02/02/2024 às 09h43min - Atualizada em 02/02/2024 às 09h43min

Cochos eletrônicos otimizam pesquisas em bovinos

Tecnologia permite coleta de dados individualizada e avaliação da eficiência alimentar dos animais

André Luiz Casagrande
Foto: Divulgação Embrapa
A automatização dos processos nas atividades agropecuárias é um caminho sem volta para os produtores que pretendem se manter competitivos no mercado. Diante desse cenário, as entidades que trabalham em prol do desenvolvimento do setor também estão se adequando a essa nova realidade.
 
Com o objetivo de reestruturar e modernizar as áreas de pesquisa, a Empresa de Pesquisa Agropecuária de Minas Gerais (Epamig) vem realizando algumas mudanças em seus Campos Experimentais, exemplos de Uberaba e Felixlândia, onde as melhorias incluem a instalação de cochos eletrônicos para auxiliar na coleta de dados referentes à eficiência alimentar de bovinos.
 
De acordo com o zootecnista, Doutor em Nutrição de Bovinos e Chefe da Assessoria de Negócios Agropecuários da Epamig, Clenderson C. M. Gonçalves, os animais que participam desses experimentos recebem um brinco com chip na orelha que permite acompanhar o consumo de alimento e água diariamente.
 
“A estrutura é formada por cochos eletrônicos e estações de pesagem, que são automatizados e ficam conectados 24 horas por dia, com acompanhamento de consumo e comportamento alimentar de cada animal”, explica o especialista.
 
Ele acrescenta que os comedouros são apoiados em uma balança que registra o consumo de alimento do animal identificado pelo chip, enquanto a balança instalada nos bebedouros fornecem informações relacionadas ao ganho de peso diário dos animais. “Todas estas informações são repassadas para os pesquisadores através de uma central ligada na internet”, informa.
 
Melhorias
Conforme Gonçalves, dentre os benefícios proporcionados pela implementação dessa tecnologia estão o acompanhamento diário do desempenho; avaliação de consumo diária de cada animal de um mesmo lote (curral); maior confiabilidade da pesquisa e a diminuição de mão de obra para a realização dos ensaios.
 
Além disso, ele informa que também é possível fazer avaliação da eficiência alimentar dos animais, ou seja, quais são mais eficientes em converter o alimento fornecido em carne e/ou leite.
 
 “Também há melhora na coleta de dados de pesquisas de avaliação de alimentos para nutrição de bovinos e na seleção dos animais produtivos, que serão mais eficientes, e, dessa forma proporcionar mais rentabilidade aos produtores”, complementa.
 
Nutrição equilibrada
Segundo o especialista, nos experimentos que envolvem avaliação de alimentos e nutrição de bovinos, geralmente os animais ficam em baias separadas, pois é de extrema importância a coleta de dados como consumo de matéria seca diária, sobra de alimentos de cada animal, entre outros parâmetros avaliados.
 
“Com a implantação da estrutura automatizada na Epamig, os animais em experimentação poderão ficar separados em lotes, numa área grande, com conforto de espaço e sombra, e, mesmo assim,serão coletados dados individuais graças à tecnologia”, comenta.
 
Gonçalves lembra ainda que ao pensar na alimentação do rebanho é preciso levar em conta a necessidade de nutrientes na dieta para o melhor desempenho do animal em suas diferentes fases da vida, do crescimento até a fase produtiva, seja no gado para a produção de leite ou de carne.
 
“É importante destacar que quando pensamos em produções comerciais, temos que levar em conta os melhores alimentos que conseguirmos na fazenda para atingir boas produções, mas economicamente viáveis.
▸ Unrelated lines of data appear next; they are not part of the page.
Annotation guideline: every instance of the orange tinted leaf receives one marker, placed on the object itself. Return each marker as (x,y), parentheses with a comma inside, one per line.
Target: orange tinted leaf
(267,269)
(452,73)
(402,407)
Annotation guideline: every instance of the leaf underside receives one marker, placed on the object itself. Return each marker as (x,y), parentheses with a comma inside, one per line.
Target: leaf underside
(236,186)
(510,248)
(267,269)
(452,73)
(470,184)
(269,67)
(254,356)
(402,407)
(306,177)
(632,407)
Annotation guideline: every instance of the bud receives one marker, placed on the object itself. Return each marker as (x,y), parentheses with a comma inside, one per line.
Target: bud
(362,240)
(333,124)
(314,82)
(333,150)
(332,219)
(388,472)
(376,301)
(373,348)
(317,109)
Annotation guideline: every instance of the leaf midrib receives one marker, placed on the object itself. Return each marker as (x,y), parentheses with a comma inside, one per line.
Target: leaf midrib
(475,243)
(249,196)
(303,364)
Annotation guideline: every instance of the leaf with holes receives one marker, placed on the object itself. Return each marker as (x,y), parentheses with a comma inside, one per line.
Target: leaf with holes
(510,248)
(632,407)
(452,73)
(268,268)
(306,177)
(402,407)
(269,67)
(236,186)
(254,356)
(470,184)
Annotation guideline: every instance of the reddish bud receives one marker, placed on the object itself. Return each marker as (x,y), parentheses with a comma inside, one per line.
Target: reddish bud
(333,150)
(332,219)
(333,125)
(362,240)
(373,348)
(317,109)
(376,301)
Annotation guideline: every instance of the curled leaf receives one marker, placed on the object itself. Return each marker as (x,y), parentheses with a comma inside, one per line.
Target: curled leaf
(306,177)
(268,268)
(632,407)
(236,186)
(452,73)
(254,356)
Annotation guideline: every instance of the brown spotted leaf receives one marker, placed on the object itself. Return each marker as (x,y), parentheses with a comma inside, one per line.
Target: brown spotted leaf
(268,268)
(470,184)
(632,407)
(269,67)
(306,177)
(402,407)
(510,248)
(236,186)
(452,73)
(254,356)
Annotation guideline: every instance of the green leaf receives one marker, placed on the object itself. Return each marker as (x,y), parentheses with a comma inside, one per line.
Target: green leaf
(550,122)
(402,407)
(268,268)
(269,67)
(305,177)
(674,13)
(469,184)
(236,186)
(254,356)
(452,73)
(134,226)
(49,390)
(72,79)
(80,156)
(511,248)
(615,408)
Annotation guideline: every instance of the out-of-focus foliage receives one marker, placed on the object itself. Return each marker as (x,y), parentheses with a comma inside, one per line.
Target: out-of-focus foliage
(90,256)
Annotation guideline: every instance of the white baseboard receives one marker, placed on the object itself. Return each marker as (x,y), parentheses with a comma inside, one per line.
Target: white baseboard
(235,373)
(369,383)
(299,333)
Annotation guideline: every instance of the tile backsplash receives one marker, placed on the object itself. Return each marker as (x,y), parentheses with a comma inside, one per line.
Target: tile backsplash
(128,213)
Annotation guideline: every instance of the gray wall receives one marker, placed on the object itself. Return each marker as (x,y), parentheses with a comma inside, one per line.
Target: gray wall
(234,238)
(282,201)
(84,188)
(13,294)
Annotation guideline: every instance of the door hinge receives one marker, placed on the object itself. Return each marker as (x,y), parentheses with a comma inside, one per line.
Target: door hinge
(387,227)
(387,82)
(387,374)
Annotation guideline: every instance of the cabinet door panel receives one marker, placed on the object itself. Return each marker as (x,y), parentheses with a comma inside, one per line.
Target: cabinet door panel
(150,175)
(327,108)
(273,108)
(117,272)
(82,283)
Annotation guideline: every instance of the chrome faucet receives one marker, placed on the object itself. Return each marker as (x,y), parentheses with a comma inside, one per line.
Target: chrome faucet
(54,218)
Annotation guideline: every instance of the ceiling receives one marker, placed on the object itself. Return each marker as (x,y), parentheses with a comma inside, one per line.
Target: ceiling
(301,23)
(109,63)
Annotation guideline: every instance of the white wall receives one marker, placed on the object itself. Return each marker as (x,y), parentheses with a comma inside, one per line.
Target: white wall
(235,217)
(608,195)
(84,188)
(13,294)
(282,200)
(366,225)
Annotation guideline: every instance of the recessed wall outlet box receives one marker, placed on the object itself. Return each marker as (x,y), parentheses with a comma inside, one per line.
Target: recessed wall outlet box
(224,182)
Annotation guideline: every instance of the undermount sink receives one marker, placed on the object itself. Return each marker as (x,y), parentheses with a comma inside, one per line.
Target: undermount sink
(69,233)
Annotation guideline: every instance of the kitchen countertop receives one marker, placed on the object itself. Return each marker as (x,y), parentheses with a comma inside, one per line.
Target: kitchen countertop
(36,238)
A boa dieta para o produtor é aquela que vai ser eficiente na produção de leite e carne, com menores custos”, observa.
 
“Nesse sentido, a estrutura implantada na Epamig possibilita avaliar diversos alimentos, com diferentes custos, e seus efeitos no desempenho dos animais”, enfatiza o zootecnista.
 
Por fim, ele lembra que o uso de tecnologias na pecuária vem crescendo e contribuindo para melhorias nas pesquisas com animais além de facilitar o dia a dia dos produtores.
 
“Novas tecnologias voltadas para a atividade leiteira e de corte possibilitam que os produtores acompanhem melhor as atividades produtivas, e em tempo real, gerando relatórios para tomadas de decisões mais rápidas e, desta forma, minimizando problemas na produção e melhorando a rentabilidade da atividade”, conclui Gonçalves.